Pide que las normas complementarias no debe ser aceptada sin clara evidencia de problemas importantes y generalizados, así como evidencia de que las nuevas normas prevenir estos problemas sin socavando aún más la realización de ensayos clínicos bien. En A este respecto, no sé de ninguna evidencia de que la web actual de la burocracia y reglamentos ha mejorado la integridad de los ensayos, la mejora de seguridad de los pacientes y han contribuido a minimizar los conflictos de intereses reales. En nuestra experiencia de participación directa o indirecta con varios cien investigadores de numerosos ensayos, que nunca han sido testigos de una ocasión en que los pagos financieros condujo a conducta impropia que afectaron a los resultados del ensayo. Por el contrario, los errores o incluso descuido no ocurren con poca frecuencia, pero debido a su azar la naturaleza no sólo afectan de forma sistemática uno de los tratamientos que se comparan.

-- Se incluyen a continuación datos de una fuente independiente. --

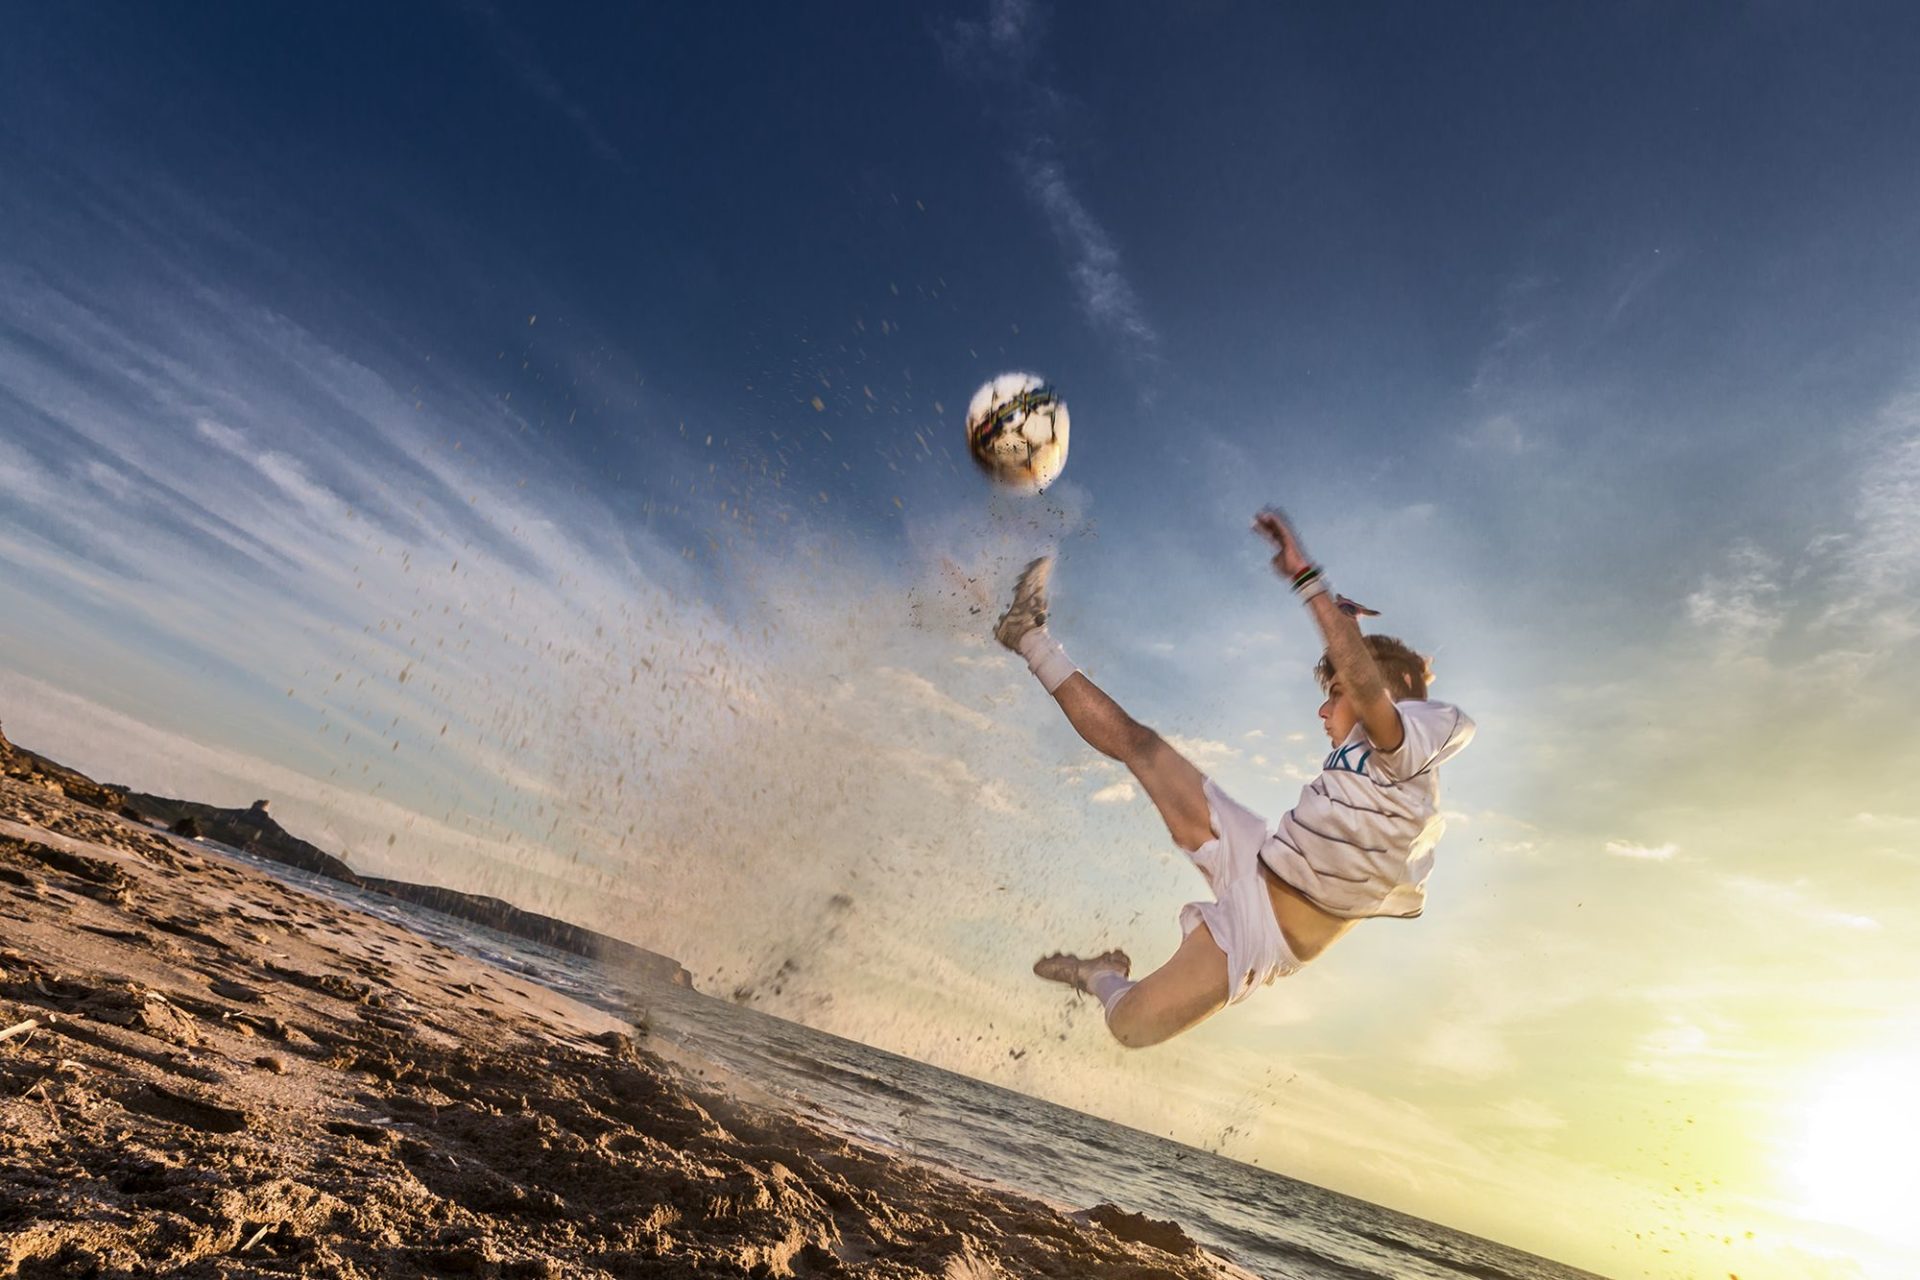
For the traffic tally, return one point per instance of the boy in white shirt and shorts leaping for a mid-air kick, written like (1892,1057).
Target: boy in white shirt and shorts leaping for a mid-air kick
(1356,845)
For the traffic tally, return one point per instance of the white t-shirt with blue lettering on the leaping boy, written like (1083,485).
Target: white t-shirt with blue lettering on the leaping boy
(1362,840)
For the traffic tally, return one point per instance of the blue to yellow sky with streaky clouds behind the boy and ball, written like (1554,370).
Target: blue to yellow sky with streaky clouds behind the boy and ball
(525,446)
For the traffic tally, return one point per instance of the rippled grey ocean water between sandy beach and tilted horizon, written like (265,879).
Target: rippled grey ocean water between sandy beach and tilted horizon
(1262,1221)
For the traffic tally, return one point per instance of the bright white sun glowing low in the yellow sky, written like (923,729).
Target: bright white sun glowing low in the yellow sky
(1860,1162)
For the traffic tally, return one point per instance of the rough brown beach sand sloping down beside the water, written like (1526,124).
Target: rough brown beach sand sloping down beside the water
(210,1074)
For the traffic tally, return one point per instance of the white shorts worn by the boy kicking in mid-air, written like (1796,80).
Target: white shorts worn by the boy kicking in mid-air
(1241,914)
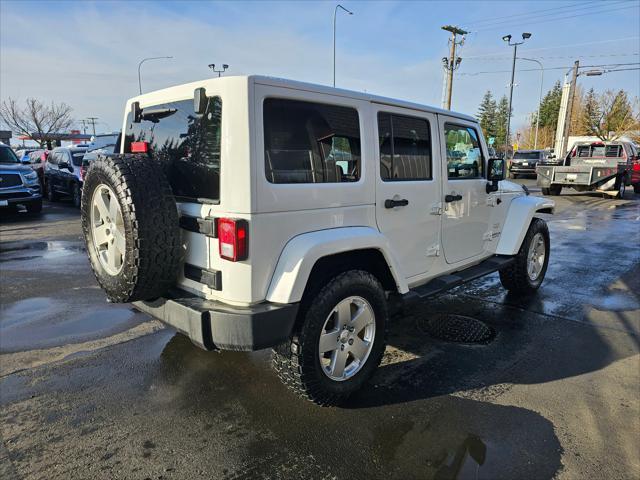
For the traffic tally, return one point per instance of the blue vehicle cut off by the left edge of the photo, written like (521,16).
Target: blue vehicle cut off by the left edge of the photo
(18,182)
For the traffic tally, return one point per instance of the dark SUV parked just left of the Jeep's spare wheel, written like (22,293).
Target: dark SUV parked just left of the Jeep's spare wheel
(63,173)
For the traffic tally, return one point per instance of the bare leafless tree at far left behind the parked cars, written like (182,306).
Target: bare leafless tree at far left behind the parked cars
(36,119)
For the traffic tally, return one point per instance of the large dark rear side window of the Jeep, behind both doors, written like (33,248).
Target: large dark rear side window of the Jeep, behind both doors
(309,142)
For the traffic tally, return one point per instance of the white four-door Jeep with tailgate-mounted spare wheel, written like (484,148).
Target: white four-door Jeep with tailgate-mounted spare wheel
(251,212)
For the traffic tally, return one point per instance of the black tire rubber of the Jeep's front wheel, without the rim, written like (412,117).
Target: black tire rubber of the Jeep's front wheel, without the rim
(515,277)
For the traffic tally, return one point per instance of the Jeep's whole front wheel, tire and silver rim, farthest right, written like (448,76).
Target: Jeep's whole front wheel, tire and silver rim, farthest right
(526,273)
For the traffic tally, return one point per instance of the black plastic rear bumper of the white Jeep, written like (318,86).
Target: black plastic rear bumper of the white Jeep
(214,325)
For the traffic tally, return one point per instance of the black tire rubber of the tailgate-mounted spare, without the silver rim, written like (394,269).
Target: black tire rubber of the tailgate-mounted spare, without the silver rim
(152,236)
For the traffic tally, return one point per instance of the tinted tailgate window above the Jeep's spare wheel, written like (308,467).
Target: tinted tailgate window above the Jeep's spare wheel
(186,146)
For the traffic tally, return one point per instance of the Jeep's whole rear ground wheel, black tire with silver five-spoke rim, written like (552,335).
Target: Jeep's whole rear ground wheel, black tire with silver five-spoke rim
(340,342)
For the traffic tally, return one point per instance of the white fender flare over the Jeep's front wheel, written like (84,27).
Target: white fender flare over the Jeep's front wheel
(521,212)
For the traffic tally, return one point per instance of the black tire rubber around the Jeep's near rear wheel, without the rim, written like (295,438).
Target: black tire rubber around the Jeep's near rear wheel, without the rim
(297,362)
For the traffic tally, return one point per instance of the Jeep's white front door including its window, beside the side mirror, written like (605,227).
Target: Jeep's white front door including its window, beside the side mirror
(466,218)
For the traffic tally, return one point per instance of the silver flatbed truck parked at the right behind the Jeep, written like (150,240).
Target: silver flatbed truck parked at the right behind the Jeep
(607,167)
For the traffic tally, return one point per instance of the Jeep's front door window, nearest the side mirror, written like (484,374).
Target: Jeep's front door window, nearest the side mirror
(464,154)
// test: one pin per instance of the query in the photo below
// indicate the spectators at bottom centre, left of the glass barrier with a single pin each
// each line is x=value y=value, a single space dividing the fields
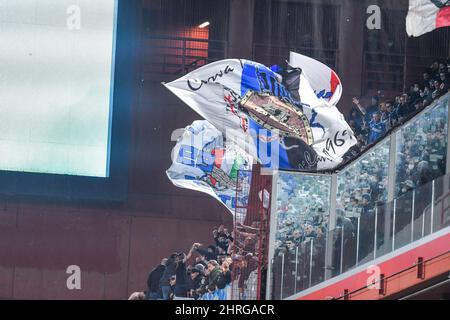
x=206 y=273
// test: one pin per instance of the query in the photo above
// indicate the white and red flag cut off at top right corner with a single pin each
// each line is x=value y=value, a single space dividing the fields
x=426 y=15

ECA grandes han servido a la ciencia y el bienestar de nuestros pacientes. Ellos son entre las formas más reproducible y válida de la investigación. Ellos tienen un número extraordinario de medidas de seguridad integradas, externa descuidos y las auditorías, las cuales protegen contra las formas graves prejuicios. Creo que los investigadores clínicos de mayor reputación ensayos tienen cuidado de asegurar la integridad y credibilidad de sus trabajo y para evitar o minimizar los conflictos de interés. Numerosos procedimientos normativos ya existentes, algunos de los cuales son redundantes, derrochador y caro. Independiente de los ensayos clínicos de importantes preguntas están en peligro de extinción debido a la constricción y excesivamente burocráticos. Esto, unido a la relativamente bajo nivel de financiamiento de fuentes nonindustry gobierno y otros para tales investigaciones, significa que algunos ensayos importantes de preguntas que podrían mejorar la salud no se puede hacer.11

En vez de nuevas normas, lo que realmente necesitamos es una evaluación de si las regulaciones existentes son útiles o perjudiciales. En efecto, hay una necesidad urgente de simplificar las normas para sensibles los niveles, eliminar las barreras existentes y aumentar significativamente el gasto público en los ensayos clínicos (y otras formas de clínica investigación), por lo que los ensayos de preguntas importantes pueden ser llevado a cabo independientemente de las compañías farmacéuticas. Con estos cambios, los avances en todas las formas de la investigación biomédica puede ser más rápidamente traducido en una mejor práctica clínica. Se la próxima década traer la reforma, con unas normas equilibradas y sensatas, o vamos a ver la escalada de la burocracia, la financiación de un gobierno limitado y la extinción de ensayos clínicos independientes? Espero que bien sentido y el equilibrio prevalecerá.

ß En las páginas artículos relacionados 883 y 892


Notas al pie

Agradecimientos: Doy las gracias a varios colegas (Dres. G. Dagenais, K. Teo, Gerstein H. y M. Gupta) por sus útiles comentarios. Sin embargo, asumo toda la responsabilidad para el artículo. Mi agradecimiento con Maria Nikkanen de asistencia de secretaría.

Conflicto de intereses: Ninguno declarado.